Reason number three: During pregnancy with my son, I experienced some bleeding around week 20, mid-way through. I was admitted to hospital, but the baby seemed well and it was decided to leave further investigations until I had given birth. When I finally went for a check-up months later, pre-cancerous cells were discovered on my cervix. These were duly removed and I was given the “all clear”. Looking into the side effects of the contraceptive pill I had been on from 17 to 29, an increased risk of cervical cancer was on the list. With a grandmother who had died of cervical cancer, going back to taking the pill wasn’t an option for me anymore.
Reason number four: This is the one I can’t tell anybody about and it is probably the most important motivator for my stubbornness. As a thinking, reasoning human being, having grown up in an era that admires the scientific advances we have made in medicine, I feel I can’t tell anyone that my gut feeling tells me, I shouldn’t have the operation. Deep down, it just doesn’t feel right. Everything inside me cringes at the thought.

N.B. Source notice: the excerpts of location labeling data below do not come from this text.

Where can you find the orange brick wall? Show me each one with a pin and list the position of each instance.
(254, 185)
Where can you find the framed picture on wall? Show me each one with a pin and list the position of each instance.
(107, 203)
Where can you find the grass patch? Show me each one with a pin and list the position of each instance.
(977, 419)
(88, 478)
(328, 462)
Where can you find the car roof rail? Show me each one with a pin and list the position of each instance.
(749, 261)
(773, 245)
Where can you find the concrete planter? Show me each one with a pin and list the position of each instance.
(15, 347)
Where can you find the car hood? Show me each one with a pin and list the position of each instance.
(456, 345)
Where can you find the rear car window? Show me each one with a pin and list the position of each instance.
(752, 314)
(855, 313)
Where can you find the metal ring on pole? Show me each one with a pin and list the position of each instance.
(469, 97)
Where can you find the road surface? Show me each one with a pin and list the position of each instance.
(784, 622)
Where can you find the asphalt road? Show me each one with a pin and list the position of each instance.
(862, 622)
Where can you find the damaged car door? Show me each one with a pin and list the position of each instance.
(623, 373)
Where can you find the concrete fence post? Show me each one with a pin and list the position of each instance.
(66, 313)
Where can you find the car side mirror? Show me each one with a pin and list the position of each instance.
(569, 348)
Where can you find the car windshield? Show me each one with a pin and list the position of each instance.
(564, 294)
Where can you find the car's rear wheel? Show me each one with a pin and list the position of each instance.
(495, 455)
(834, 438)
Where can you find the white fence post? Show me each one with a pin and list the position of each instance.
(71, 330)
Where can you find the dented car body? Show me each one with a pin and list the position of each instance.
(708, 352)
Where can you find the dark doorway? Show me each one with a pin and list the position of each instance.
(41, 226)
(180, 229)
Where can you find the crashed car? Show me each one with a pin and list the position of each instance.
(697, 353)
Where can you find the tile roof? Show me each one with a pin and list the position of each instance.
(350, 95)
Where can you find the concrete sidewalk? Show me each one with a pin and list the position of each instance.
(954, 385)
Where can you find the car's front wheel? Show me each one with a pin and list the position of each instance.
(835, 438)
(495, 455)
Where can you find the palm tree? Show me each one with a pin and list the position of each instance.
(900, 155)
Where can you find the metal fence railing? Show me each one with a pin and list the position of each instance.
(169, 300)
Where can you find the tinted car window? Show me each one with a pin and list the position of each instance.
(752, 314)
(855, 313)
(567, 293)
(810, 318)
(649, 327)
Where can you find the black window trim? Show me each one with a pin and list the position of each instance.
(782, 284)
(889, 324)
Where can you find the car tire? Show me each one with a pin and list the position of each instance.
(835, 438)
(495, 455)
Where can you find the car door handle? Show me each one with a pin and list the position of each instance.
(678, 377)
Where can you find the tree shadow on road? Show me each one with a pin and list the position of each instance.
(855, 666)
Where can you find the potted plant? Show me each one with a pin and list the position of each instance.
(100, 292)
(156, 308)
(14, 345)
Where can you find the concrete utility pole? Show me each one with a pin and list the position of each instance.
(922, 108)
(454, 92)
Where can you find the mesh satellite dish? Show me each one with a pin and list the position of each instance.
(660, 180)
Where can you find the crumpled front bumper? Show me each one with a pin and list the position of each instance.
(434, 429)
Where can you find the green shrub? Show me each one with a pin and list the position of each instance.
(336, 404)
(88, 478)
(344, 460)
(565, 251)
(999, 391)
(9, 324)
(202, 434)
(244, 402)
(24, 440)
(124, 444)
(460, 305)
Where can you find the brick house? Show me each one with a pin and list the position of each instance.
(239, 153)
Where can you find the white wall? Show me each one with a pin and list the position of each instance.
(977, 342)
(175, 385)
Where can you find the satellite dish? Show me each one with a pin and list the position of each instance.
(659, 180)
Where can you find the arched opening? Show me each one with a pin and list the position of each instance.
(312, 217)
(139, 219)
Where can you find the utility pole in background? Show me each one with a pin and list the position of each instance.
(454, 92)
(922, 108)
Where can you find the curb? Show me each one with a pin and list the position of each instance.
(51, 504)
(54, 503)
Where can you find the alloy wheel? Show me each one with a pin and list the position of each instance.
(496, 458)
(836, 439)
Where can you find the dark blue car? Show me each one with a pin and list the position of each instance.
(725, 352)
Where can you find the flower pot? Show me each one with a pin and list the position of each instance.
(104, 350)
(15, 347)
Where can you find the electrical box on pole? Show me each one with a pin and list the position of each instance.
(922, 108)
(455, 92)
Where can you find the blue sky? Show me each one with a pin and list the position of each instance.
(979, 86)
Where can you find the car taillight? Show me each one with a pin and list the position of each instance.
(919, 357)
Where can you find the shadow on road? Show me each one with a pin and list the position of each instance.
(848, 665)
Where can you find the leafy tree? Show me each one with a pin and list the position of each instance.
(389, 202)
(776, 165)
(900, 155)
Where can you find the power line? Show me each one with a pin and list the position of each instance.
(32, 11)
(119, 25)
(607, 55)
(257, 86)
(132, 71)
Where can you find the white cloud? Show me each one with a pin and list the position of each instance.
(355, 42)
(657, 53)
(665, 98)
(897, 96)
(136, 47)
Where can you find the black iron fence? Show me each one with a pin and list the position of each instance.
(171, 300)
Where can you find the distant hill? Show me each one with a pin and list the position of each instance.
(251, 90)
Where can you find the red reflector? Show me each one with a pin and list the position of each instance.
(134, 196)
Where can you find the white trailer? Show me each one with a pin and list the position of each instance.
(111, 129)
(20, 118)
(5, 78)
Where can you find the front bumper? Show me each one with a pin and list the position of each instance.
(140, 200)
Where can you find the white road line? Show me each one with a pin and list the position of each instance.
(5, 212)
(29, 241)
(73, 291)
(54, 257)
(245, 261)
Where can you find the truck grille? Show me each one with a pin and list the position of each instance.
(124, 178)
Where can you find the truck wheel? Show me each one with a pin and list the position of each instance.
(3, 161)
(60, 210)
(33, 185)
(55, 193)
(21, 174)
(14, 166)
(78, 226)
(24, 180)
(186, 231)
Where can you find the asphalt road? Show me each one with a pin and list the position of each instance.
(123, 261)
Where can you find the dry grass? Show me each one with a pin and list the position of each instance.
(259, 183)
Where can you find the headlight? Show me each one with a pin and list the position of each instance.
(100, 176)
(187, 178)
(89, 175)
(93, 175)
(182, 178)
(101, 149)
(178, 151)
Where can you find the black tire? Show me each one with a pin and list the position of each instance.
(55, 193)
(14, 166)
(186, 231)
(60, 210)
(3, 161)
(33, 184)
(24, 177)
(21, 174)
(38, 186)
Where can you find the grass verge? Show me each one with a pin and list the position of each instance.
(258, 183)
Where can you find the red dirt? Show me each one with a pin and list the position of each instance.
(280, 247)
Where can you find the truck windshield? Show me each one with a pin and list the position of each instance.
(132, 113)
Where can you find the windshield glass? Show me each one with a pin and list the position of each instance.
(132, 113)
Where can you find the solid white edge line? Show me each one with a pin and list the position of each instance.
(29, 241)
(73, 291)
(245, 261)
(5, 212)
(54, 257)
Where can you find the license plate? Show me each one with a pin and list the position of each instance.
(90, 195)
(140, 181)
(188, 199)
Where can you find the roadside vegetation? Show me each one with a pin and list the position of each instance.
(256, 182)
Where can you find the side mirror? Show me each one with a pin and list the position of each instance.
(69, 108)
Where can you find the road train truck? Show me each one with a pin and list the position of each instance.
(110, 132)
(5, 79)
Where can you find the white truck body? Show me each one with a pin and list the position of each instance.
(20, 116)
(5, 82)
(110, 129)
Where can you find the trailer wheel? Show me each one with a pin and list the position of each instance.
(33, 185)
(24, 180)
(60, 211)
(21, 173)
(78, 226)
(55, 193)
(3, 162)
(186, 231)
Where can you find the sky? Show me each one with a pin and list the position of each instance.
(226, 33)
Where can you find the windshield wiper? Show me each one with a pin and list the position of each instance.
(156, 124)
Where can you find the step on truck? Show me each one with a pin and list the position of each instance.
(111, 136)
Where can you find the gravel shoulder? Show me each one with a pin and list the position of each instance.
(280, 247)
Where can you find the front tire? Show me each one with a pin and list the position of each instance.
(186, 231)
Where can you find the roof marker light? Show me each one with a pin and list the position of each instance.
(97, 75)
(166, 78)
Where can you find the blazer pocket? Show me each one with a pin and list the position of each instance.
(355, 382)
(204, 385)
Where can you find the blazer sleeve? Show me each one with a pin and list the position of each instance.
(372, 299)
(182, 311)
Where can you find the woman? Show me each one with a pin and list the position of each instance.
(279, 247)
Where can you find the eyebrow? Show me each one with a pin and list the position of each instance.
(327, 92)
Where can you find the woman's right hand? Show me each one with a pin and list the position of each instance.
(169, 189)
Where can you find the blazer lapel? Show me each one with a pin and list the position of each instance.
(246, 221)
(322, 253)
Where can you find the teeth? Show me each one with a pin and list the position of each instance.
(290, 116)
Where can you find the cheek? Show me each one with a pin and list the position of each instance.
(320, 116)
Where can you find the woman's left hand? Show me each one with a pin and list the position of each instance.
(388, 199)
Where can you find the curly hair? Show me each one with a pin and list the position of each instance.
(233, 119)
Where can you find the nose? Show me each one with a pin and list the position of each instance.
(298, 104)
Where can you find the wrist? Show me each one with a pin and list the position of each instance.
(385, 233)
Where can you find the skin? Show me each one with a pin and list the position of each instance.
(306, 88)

Deep down, I am convinced I can win my endo fight without surgical intervention.
I know in my heart that there is another way out of this and just because I can’t yet see it, doesn’t mean it’s not there. My intuition is what gives me the courage and strength to keep swimming against the tide. This inner belief is so strong, I cannot ignore it (however much I sometimes wish I could). I keep this to myself. Following your heart and listening to your gut is not widely accepted in the world I live in. For now, my endometriosis doesn't seem to be getting any worse. That's all that counts. There is hope.